The trading outlook for many UK shares remains murky as the Covid-19 crisis drags on. I’d still buy this particular stock for my ISA though.

| More on:

The content of this article was relevant at the time of publishing. Circumstances change continuously and caution should therefore be exercised when relying upon any content contained within this article.

You’re reading a free article with opinions that may differ from The Motley Fool’s Premium Investing Services. Become a Motley Fool member today to get instant access to our top analyst recommendations, in-depth research, investing resources, and more. Learn More.

RISK WARNING: should you invest, the value of your investment may rise or fall and your capital is at risk. Before investing, your individual circumstances should be assessed. Consider taking independent financial advice. The Motley Fool believes in building wealth through long-term investing and so we do not promote or encourage high-risk activities including day trading, CFDs, spread betting, cryptocurrencies, and forex. Where we promote an affiliate partner’s brokerage products, these are focused on the trading of readily releasable securities.

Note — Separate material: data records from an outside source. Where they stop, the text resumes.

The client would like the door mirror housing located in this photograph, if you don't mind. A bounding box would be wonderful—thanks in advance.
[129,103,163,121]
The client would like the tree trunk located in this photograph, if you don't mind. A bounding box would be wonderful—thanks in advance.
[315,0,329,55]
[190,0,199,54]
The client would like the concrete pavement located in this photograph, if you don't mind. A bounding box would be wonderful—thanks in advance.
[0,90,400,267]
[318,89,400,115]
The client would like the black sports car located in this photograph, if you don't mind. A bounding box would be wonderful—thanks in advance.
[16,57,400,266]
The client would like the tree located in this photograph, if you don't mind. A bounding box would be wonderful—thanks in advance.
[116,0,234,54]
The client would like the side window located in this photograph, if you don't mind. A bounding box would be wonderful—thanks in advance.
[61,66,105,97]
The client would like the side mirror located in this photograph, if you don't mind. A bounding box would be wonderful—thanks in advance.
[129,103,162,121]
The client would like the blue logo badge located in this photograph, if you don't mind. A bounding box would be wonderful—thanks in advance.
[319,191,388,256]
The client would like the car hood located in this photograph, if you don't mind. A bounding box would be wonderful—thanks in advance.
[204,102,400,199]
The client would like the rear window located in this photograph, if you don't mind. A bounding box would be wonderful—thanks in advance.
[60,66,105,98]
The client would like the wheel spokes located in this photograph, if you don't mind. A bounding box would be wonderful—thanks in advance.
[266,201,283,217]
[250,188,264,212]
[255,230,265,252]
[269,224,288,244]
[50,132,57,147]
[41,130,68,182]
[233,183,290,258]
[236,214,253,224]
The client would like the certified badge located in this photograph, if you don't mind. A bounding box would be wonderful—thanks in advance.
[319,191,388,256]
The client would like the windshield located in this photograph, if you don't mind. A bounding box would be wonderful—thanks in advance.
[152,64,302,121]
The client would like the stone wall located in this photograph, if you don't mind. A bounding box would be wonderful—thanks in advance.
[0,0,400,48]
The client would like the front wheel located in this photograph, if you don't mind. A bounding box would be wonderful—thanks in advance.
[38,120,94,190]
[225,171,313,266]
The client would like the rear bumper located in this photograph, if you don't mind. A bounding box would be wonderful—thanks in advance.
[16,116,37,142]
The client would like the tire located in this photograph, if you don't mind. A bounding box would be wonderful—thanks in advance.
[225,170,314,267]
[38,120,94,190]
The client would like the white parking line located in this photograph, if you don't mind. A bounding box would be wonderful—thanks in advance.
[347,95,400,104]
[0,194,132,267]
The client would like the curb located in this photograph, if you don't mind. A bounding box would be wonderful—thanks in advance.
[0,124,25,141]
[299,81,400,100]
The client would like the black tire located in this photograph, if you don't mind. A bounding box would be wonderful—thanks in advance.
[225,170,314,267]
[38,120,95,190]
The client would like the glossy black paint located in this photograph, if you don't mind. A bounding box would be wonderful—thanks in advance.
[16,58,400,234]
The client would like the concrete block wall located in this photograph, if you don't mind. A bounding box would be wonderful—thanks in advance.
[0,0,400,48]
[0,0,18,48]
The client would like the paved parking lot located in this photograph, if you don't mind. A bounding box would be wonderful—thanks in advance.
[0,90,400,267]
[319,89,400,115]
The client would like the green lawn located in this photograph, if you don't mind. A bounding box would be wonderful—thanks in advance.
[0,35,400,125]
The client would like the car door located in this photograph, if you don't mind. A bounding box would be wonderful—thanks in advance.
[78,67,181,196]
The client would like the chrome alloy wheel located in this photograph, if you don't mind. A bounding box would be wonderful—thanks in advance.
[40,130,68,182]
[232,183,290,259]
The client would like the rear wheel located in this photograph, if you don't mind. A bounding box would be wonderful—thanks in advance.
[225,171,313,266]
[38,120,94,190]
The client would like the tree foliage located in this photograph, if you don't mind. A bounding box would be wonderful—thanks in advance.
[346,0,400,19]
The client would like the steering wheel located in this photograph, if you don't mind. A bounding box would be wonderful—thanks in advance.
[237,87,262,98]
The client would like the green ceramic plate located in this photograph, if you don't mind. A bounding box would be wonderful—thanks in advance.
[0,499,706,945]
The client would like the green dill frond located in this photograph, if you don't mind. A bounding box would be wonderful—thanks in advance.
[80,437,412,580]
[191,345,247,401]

The outlook for the UK and the global economies remains laden with danger as we head through February. And this means that stock investors like me need to remain extremely careful before splashing the cash. One should certainly not spend any money acquiring UK shares that one can’t afford to lose.

It’s not all doom and gloom, though. I still believe there are many top stocks out there that should deliver decent returns even in these challenging times. H&T Group (LSE: HAT) is one quality UK share I’d happily add to my own Stocks and Shares ISA today.

A UK share for tough times

The twin problems of Covid-19 and Brexit pose significant threats to the domestic economy in 2021 and beyond. These are the sort of unfortunate conditions that play into the hands of counter-cyclical UK shares like H&T.

Data from the Financial Conduct Authority (FCA) shows that the number of citizens that have ‘low financial resilience’ — that means those with too much debt, low savings, or low or erratic earnings — has ballooned due to the Covid-19 crisis. The number of people in this category soared from 10.7m to 14.2m in 2020, the FCA says.

Companies like H&T become most profitable when the broader economic landscape is bleak. This particular UK share offers a broad range of services like pawnbroking, trading precious metals, and doling out loans. And in its most recent trading update last month it said that full-year profits for 2020 would be “ahead of market expectations” thanks to strong business in November and December.

Economic Uncertainty Ahead Sign With Stormy Background

On the flip side…

There is a risk that it might not be all plain sailing for H&T, however. Chief economist of the Bank of England, Andy Haldane, has just predicted a strong rebound for the British economy. With Covid-19 vaccines being rolled out he reckons that “a decisive corner is about to be turned for the economy
 with enormous amounts of pent-up financial energy waiting to be released”. Such a scenario would likely have significant adverse effects on the pawnbroking sector.

City forecasts can change according to an improving or deteriorating trading landscape. But today the number crunchers reckon H&T’s earnings will dip 9% in 2021 before soaring 37% next year. This leaves the company trading on a low price-to-earnings (P/E) ratio of 12 times. And for me, a chunky 4% dividend yield puts an extra cherry on the cake.

I don’t think that H&T is just a great buy for the short-to-medium term, though. The business added an extra 70 stores to its estate in 2019 to take the total to 252. And it has described further investment in its online operations as “fundamental”. The UK share’s robust balance sheet (with no debt and a cash balance of £34m at the end of 2020) certainly gives it the resources to keep building for future growth.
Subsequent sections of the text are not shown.